In the previous blog post, I shared with you the various environments we have and how we use them. I also shared how we deploy applications using CD (Continuous Delivery) and went over the various technologies used for CD deployments.
Today, I’ll take you through the step-by-step process that we use for creating our Jenkins deploy job. You will get a glimpse at the Python methods we wrote to execute many of the deployment orchestration steps. I hope this information will help you generate ideas about how you can automate your deploys.
Jenkins jobs
Each deploy job is written to include a method for each deploy orchestration step. This allows us to create jobs that are self-documenting and easy to follow. We also have the flexibility to have a different deploy orchestration for different apps and/or environments.
Step 1: Setup Hip Chat plugin
We use the Hip Chat notifications plugin to display the status of the build in various rooms. Enter the Project Room you want the job status in and select “Start Notification.”
Step 2: Restrict where the project runs
Since we use Func to run commands remotely, we must restrict the job to run on the Func master.
Step 3: Create build environment variables
With a few variables, we can use the same scripts for various different application deploys in any environment.

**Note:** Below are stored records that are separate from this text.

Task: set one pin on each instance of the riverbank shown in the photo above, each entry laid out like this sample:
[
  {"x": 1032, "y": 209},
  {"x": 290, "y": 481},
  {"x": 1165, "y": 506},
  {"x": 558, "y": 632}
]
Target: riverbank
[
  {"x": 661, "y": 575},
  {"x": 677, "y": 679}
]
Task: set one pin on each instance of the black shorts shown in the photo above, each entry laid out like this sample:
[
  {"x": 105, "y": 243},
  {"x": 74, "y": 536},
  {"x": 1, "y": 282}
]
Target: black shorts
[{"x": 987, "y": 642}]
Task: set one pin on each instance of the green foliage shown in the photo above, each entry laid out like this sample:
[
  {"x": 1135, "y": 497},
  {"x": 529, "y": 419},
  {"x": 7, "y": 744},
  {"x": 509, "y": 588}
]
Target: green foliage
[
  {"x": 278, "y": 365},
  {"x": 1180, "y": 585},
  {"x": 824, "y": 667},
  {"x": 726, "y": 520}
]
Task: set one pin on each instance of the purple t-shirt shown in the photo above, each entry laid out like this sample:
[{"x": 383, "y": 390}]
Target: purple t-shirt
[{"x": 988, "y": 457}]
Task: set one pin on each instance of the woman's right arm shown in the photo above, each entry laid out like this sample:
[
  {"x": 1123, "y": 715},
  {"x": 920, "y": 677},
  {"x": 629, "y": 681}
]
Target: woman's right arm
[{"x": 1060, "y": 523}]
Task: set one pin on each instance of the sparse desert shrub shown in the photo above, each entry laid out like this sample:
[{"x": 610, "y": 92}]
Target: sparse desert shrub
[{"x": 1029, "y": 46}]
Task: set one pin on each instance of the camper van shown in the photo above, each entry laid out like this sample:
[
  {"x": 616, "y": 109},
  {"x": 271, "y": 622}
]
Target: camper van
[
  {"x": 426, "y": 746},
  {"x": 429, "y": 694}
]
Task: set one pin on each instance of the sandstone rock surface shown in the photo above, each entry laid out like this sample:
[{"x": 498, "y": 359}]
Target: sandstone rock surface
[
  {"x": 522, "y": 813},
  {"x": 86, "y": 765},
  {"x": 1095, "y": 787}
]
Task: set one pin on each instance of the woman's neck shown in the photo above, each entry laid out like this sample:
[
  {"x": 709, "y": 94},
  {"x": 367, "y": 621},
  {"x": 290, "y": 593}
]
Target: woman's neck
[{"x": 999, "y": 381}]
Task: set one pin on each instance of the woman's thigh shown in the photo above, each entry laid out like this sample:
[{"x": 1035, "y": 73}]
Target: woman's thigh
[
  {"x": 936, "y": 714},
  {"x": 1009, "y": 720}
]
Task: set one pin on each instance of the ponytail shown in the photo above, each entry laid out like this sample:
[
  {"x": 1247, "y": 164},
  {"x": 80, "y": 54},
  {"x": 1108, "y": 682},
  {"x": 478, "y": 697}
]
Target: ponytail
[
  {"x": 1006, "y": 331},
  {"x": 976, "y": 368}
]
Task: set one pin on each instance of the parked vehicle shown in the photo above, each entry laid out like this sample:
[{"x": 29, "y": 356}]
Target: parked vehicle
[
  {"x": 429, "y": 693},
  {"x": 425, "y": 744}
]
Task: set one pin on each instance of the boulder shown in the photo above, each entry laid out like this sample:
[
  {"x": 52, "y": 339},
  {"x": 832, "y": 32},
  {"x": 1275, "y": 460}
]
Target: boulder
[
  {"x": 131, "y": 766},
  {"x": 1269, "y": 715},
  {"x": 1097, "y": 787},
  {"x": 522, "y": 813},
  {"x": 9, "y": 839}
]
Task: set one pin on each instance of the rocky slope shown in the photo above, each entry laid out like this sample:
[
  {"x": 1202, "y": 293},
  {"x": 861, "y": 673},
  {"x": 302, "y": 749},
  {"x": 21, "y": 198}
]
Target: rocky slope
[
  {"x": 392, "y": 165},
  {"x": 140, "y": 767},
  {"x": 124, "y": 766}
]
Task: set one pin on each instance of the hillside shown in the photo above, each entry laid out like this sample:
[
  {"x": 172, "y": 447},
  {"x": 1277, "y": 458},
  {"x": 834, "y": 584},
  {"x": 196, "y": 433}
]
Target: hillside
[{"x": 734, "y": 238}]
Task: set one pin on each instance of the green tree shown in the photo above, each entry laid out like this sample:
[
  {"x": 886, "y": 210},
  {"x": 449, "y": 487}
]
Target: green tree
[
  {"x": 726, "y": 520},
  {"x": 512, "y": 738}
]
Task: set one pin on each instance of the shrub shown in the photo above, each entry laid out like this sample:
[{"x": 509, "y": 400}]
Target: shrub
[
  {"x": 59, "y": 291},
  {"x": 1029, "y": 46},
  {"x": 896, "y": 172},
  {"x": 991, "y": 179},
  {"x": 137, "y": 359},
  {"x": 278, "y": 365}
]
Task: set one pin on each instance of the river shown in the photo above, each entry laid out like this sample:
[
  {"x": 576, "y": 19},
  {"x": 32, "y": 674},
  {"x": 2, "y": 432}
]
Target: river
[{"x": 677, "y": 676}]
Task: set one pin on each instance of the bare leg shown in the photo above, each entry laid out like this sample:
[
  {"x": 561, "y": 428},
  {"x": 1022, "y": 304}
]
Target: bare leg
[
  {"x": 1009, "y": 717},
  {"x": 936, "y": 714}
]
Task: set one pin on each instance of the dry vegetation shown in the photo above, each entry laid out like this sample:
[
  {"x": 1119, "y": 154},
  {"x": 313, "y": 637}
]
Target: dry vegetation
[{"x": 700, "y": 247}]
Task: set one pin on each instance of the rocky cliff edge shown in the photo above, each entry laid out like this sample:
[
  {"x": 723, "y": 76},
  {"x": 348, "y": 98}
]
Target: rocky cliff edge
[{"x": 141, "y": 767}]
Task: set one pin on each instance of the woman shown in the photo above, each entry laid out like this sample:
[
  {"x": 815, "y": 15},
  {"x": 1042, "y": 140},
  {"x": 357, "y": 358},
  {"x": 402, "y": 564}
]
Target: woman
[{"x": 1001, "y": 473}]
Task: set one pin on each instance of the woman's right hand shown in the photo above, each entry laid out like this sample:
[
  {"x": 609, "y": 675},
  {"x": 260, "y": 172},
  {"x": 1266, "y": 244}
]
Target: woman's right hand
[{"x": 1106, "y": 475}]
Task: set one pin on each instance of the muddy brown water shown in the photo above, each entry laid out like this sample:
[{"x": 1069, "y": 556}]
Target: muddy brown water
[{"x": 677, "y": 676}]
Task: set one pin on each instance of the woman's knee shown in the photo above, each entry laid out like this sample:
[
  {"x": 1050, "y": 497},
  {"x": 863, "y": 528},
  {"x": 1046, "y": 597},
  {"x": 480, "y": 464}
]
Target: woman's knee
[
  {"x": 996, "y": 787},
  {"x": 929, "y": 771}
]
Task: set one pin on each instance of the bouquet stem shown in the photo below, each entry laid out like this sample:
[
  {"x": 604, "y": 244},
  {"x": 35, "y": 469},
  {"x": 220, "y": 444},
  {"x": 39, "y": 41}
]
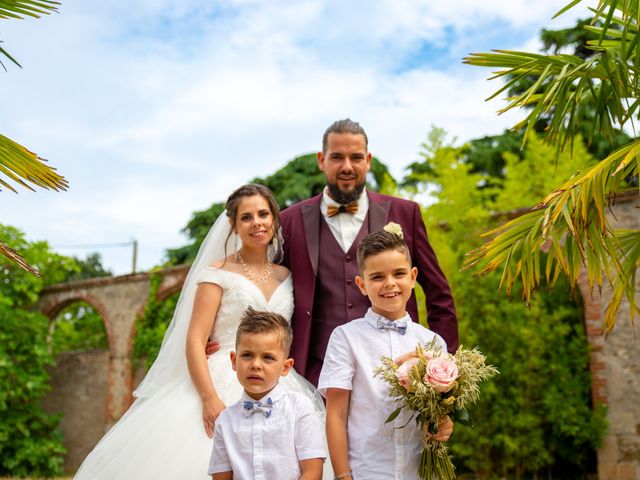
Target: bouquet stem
[{"x": 435, "y": 462}]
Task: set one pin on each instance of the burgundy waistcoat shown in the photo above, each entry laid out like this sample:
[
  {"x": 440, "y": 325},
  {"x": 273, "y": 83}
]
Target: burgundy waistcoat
[{"x": 337, "y": 297}]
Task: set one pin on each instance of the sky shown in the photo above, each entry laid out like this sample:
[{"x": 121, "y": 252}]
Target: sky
[{"x": 154, "y": 109}]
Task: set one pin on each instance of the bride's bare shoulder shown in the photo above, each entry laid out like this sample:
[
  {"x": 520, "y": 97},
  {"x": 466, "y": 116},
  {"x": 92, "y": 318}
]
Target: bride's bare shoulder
[{"x": 223, "y": 263}]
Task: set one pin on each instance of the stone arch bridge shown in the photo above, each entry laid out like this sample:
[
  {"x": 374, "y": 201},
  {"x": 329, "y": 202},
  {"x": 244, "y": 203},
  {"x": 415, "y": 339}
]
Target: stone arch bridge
[{"x": 93, "y": 389}]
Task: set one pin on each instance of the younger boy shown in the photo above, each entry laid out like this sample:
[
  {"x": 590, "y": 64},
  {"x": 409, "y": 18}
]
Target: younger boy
[
  {"x": 361, "y": 445},
  {"x": 270, "y": 433}
]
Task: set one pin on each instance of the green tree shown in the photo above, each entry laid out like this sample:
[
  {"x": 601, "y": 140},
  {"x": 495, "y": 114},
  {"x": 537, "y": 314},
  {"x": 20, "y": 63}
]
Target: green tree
[
  {"x": 16, "y": 162},
  {"x": 572, "y": 218},
  {"x": 535, "y": 417},
  {"x": 30, "y": 442}
]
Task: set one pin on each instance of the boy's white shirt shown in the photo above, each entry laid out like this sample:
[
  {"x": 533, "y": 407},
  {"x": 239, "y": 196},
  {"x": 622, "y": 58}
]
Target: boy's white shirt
[
  {"x": 263, "y": 448},
  {"x": 375, "y": 449}
]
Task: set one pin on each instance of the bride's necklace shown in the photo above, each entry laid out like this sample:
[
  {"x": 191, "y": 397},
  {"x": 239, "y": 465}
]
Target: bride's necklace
[{"x": 256, "y": 278}]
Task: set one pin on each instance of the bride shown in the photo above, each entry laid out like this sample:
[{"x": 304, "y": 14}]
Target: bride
[{"x": 166, "y": 434}]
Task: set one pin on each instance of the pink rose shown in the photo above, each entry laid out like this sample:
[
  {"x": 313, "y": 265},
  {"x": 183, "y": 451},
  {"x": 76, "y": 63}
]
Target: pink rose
[
  {"x": 441, "y": 373},
  {"x": 403, "y": 373}
]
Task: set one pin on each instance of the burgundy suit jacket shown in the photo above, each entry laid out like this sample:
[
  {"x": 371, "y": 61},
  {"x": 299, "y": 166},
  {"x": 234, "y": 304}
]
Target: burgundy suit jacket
[{"x": 301, "y": 232}]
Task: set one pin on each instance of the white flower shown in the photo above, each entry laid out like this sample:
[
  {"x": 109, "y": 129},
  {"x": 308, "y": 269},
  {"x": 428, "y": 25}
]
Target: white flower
[{"x": 394, "y": 228}]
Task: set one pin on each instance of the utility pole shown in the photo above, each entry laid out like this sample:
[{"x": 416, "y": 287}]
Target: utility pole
[{"x": 135, "y": 254}]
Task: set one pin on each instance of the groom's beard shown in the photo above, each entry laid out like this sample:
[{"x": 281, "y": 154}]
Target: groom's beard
[{"x": 343, "y": 198}]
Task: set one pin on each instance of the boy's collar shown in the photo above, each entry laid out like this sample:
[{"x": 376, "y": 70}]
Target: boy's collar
[
  {"x": 372, "y": 318},
  {"x": 275, "y": 395}
]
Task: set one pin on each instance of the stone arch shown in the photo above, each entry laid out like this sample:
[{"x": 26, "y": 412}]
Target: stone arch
[{"x": 80, "y": 381}]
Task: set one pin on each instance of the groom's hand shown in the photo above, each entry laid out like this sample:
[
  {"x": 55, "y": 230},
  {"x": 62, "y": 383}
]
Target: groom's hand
[{"x": 211, "y": 348}]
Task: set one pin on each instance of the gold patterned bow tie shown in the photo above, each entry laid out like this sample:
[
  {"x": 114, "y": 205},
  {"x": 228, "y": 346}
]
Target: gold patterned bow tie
[{"x": 351, "y": 208}]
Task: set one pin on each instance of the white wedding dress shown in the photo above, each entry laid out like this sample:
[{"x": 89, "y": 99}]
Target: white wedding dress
[{"x": 162, "y": 437}]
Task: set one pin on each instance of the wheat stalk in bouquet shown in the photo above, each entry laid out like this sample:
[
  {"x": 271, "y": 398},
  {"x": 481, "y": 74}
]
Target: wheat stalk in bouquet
[{"x": 433, "y": 384}]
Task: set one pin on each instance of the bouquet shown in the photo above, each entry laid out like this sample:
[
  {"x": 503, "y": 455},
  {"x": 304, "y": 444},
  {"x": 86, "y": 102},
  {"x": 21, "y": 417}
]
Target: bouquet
[{"x": 433, "y": 385}]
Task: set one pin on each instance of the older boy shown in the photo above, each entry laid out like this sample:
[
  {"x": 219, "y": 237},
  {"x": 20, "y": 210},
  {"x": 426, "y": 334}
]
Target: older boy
[{"x": 361, "y": 445}]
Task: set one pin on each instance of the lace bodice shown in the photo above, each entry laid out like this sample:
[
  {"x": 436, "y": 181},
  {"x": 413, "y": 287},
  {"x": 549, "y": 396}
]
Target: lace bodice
[{"x": 239, "y": 293}]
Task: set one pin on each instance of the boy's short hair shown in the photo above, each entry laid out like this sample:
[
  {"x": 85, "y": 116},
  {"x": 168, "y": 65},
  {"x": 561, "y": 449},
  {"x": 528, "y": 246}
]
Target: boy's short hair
[
  {"x": 378, "y": 242},
  {"x": 258, "y": 321}
]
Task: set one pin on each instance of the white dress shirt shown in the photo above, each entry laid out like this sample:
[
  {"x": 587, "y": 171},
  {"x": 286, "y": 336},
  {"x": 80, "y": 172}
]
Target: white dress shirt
[
  {"x": 345, "y": 226},
  {"x": 377, "y": 451},
  {"x": 265, "y": 448}
]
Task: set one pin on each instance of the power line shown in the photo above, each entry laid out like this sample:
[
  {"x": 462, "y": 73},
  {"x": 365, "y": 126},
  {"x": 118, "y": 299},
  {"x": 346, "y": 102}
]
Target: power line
[
  {"x": 103, "y": 245},
  {"x": 133, "y": 243}
]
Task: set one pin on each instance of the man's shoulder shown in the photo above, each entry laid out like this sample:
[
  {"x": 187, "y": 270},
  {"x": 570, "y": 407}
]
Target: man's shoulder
[
  {"x": 395, "y": 201},
  {"x": 297, "y": 206}
]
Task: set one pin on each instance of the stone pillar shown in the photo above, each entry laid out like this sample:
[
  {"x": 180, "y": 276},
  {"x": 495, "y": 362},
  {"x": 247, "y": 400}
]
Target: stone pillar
[{"x": 615, "y": 365}]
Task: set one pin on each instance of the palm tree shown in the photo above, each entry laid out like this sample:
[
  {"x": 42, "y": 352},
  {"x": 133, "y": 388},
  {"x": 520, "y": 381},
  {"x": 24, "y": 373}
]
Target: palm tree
[
  {"x": 571, "y": 221},
  {"x": 16, "y": 162}
]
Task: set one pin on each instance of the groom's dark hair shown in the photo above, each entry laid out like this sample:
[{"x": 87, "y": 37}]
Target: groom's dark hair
[
  {"x": 343, "y": 126},
  {"x": 258, "y": 321}
]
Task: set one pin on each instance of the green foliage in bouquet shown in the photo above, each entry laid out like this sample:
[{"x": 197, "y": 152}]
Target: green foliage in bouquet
[{"x": 431, "y": 395}]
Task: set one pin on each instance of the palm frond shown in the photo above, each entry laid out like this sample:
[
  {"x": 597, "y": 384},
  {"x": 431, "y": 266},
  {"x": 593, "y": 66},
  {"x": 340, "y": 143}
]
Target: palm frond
[
  {"x": 22, "y": 166},
  {"x": 31, "y": 8},
  {"x": 15, "y": 257},
  {"x": 571, "y": 222}
]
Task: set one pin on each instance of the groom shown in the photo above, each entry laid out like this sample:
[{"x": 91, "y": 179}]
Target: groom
[{"x": 321, "y": 236}]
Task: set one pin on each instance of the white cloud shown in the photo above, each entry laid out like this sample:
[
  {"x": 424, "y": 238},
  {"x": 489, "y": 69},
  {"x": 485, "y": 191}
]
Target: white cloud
[{"x": 158, "y": 110}]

# Colon separated list of applications to deploy app=app1:app2:app3
# Environment we are deploying to
env=QE1
# A page in the app to verify the app is successfully serving requests
h_page=/page1
# Used to verify the deploy automation is working properly without executing the steps
debug=”false”
# Run by user for QE automation testing
runid=CD_AUTO_DEPLOY
# QE verification tests to run
test_name=RUN-ACCEPTANCE-TEST
# The func master for this environment
node=<func-server>
Step 4: Create deployment build step
For this, we add an “Execute Python Script” step. In the deploy orchestration section, we include any number of steps in the order we choose, giving us flexibility to have different orchestration steps for individual applications, as needed. Here’s the content of our deploy job:
import os, sys
# Import CTCT libraries
import healthchecks
import notifications
import common as ctct
import common_func as fc
import deploy
import jenkins
from logger import Logger
logger = Logger(‘jenkins_job’, ‘INFO’).logger
deploy.debug = os.getenv(“debug”)
# Set variables
env_vars = [ ‘app’, ‘env’, ‘h_page’, ‘debug’, ‘runid’, ‘test_name’, ‘ignore’ ]
for var in env_vars:
exec_str = “%s = ctct.override_vars_env(\”%s\”, None)” % (var, var)
exec exec_str
# Use 0 for a downtime deploy. Any number greater than 0 will
# deploy to servers in that group
cell=0
deploy.debug=debug
# Retrieve server list from database
svrs = ctct.get_servers(env,app,cell,ignore)
if not svrs:
logger.critical(“No servers found for app %(app)s in environment %(env)s and cell %(cell)s.” % locals())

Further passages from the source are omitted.